Neste tocante, podemos inclusive perceber alguma proximidade entre a centralidade das pautas de Damares e as pautas de mulheres da esquerda liberal. Mesmo que possuam estratégias diferentes para seus programas, suas táticas são parecidas, priorizando demandas generalistas e óbvias, de profundo apelo emocional, que suprimem discussões mais críticas, complexas e profundas sobre a origem, a manutenção e a real resolução dos problemas de gênero da nossa sociedade. Até mesmo a defesa do direito ao aborto é muitas vezes secundarizada pela esquerda não comunista.

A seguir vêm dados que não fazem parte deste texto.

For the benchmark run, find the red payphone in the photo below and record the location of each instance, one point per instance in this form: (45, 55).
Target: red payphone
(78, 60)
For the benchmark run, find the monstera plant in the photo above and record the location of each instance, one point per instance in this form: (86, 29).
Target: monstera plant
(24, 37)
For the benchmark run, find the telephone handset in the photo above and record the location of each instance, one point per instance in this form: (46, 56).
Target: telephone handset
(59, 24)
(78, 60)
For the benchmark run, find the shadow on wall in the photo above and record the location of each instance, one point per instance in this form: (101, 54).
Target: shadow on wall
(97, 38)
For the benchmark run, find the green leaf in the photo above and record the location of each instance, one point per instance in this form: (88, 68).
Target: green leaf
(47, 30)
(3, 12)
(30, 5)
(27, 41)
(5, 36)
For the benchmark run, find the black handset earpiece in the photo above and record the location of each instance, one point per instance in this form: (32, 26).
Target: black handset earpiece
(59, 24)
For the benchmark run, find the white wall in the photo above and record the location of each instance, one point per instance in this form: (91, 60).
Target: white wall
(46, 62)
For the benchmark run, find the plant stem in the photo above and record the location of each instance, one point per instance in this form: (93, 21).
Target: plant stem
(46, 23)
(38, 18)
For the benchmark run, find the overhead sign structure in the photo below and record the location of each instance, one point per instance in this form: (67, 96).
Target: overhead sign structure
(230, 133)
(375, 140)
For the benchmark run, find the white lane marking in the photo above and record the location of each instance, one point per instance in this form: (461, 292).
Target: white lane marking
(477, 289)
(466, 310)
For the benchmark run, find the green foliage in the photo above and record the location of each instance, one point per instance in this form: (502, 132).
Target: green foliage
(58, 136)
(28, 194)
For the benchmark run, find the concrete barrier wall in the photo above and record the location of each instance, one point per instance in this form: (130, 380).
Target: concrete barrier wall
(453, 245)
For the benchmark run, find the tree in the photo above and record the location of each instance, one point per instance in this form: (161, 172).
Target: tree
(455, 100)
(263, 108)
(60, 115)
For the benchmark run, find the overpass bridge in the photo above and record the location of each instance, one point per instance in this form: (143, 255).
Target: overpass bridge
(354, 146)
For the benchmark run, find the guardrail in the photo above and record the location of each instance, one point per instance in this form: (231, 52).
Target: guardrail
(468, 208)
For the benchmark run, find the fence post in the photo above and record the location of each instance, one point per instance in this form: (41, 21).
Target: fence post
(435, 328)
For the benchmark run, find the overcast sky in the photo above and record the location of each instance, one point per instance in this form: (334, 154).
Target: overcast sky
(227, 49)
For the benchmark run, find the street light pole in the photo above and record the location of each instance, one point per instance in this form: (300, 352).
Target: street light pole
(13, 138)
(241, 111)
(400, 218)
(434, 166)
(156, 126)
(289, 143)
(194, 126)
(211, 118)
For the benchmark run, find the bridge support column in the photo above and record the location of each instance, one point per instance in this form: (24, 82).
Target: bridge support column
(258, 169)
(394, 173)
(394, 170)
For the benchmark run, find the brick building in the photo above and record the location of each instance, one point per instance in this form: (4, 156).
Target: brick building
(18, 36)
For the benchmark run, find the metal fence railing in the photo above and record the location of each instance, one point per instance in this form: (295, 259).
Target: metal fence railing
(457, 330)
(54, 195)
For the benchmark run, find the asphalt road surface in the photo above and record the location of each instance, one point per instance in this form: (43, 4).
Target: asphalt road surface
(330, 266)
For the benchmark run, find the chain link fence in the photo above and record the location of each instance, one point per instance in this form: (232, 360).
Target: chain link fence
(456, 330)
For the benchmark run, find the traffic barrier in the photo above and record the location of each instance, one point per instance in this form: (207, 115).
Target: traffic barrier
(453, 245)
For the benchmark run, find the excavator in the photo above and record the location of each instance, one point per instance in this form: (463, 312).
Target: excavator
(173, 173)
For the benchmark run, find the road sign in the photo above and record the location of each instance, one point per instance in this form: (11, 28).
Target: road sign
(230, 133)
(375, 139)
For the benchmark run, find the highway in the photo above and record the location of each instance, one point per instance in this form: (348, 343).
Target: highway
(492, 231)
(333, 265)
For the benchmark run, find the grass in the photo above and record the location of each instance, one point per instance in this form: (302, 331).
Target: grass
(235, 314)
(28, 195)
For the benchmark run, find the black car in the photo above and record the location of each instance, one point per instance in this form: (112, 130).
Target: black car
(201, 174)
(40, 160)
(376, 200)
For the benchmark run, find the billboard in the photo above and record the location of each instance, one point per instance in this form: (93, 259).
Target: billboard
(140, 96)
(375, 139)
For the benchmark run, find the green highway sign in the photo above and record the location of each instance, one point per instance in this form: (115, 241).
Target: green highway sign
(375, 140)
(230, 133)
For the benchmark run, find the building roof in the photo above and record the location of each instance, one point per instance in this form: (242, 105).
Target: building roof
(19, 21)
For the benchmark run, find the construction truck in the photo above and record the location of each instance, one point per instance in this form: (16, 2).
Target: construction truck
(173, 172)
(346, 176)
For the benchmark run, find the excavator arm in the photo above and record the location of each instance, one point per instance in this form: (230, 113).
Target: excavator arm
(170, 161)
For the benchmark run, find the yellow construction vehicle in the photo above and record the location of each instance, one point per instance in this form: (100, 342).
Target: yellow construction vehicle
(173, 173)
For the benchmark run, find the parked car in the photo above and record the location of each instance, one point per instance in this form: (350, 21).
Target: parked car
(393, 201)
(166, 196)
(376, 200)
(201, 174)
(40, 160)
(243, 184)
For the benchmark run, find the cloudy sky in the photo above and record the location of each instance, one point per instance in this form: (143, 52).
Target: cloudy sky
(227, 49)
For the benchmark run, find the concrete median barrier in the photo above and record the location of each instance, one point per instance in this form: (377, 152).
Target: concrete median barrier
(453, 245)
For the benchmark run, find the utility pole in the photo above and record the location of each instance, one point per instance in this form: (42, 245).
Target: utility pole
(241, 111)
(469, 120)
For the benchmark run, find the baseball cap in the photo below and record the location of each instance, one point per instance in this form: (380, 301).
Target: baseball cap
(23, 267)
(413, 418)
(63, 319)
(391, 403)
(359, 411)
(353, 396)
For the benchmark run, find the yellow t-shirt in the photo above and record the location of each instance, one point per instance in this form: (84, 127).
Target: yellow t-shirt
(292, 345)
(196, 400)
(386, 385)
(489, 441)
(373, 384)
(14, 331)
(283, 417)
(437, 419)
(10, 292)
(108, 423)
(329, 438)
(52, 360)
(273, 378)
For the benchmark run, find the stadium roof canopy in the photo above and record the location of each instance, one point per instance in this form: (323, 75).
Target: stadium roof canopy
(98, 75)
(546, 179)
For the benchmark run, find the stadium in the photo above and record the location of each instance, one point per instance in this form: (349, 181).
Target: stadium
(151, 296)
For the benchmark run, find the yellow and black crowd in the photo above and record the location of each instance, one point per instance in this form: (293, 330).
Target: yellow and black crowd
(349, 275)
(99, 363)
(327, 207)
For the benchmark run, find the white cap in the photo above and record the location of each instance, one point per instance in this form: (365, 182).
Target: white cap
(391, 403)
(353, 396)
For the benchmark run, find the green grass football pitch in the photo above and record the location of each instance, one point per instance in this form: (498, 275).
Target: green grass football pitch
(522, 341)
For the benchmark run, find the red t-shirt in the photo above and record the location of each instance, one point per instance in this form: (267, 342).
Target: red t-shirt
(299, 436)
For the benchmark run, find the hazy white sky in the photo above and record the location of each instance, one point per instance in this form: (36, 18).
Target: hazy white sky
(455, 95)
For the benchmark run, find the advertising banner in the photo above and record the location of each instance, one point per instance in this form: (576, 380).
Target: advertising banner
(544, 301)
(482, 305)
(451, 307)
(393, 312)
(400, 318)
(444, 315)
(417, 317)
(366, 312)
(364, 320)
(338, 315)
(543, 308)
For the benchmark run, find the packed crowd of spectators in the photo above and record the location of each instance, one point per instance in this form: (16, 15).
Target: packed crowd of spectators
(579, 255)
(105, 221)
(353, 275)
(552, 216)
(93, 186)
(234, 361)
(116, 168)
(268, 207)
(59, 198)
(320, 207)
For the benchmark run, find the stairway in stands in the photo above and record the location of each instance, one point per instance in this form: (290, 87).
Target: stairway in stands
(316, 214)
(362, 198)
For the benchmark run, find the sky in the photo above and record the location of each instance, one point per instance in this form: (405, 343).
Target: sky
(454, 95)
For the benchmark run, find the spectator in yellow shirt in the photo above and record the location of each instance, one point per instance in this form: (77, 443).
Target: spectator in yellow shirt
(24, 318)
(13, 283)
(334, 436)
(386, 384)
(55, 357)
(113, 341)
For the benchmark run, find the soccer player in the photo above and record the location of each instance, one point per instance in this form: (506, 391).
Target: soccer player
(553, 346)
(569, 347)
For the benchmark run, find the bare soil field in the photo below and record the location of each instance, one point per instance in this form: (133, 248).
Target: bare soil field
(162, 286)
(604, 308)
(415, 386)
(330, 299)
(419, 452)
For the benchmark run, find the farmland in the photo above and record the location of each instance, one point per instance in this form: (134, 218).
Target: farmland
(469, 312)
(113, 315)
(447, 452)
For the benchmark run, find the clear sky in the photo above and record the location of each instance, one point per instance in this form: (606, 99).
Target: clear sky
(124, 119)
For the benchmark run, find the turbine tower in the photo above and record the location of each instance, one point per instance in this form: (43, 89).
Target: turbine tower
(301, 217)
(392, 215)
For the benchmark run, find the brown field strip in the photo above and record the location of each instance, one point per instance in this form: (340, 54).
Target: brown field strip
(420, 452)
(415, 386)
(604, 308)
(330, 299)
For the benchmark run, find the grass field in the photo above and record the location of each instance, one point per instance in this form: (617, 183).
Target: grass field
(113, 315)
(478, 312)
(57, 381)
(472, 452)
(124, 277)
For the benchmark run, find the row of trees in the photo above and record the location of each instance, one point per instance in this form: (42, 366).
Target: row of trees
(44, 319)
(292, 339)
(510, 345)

Apesar de suas falas calorosas contra a pedofilia e a violência contra as mulheres, sua prática política deixa claro como essa posição é falaciosa. Damares se opôs ao aborto no caso da menina de 10 que foi estuprada e engravidou, no ano passado, além de ser contra a educação sexual para as crianças na escola, levantando a bandeira da “prevenção do sexo precoce”.
E para garantir que sua política seja aplicada com sucesso, o Ministério de Damares criou um grupo de trabalho que vai rever a Política Nacional de Direitos Humanos ao longo dos próximos meses, até novembro de 2021, com o objetivo de “atualizações e aperfeiçoamento”. Os membros do GT são notáveis oposicionistas ao direito ao aborto – até em casos de estupro – e às pautas LGBT, contando inclusive com o assessor enviado pela ministra para tentar impedir o aborto da menina de 10 anos, no Espírito Santo.
Com isso, fica evidente que Damares, através de seu ministério e em comum acordo com o sabidamente misógino presidente da república, pretende levar a cabo sua política conservadora, misógina, racista, LGBTfóbica e punitivista. Damares mostra a que veio e revela que por trás da aparência de ingenuidade, que normalmente é atribuída às mulheres cristãs, está uma mulher decidida, que optou por um projeto político específico e que deu às costas às mulheres da classe trabalhadora na sua pluralidade.
Sabemos que vivemos tempos difíceis de enfrentamento à retirada de direitos trabalhistas e previdenciários, ao desmonte dos serviços e funcionalismo públicos, às medidas genocidas do governo durante a pandemia do coronavírus e à crescente precarização e aumento da violência contra às mulheres no último período, mas não podemos baixar a guarda para os retrocessos visados pelo ministério estrategicamente forjado de Damares.
O Coletivo Feminista Classista Ana Montenegro está presente nas lutas diversas das mulheres pelos seus direitos, contra a violência e pela construção de uma sociedade onde sejam vistas como sujeitos políticos e não parte de uma unidade familiar que deva ser encabeçada por um homem. As feministas classistas não dissimulam seu objetivo de abolição da família patriarcal como unidade econômica da sociedade. Esta é uma condição necessária à construção de uma sociedade de fato emancipada, que garanta às mulheres liberdade real de associação e atividade.
O futuro em que as mulheres serão de fato livres, é um futuro socialista!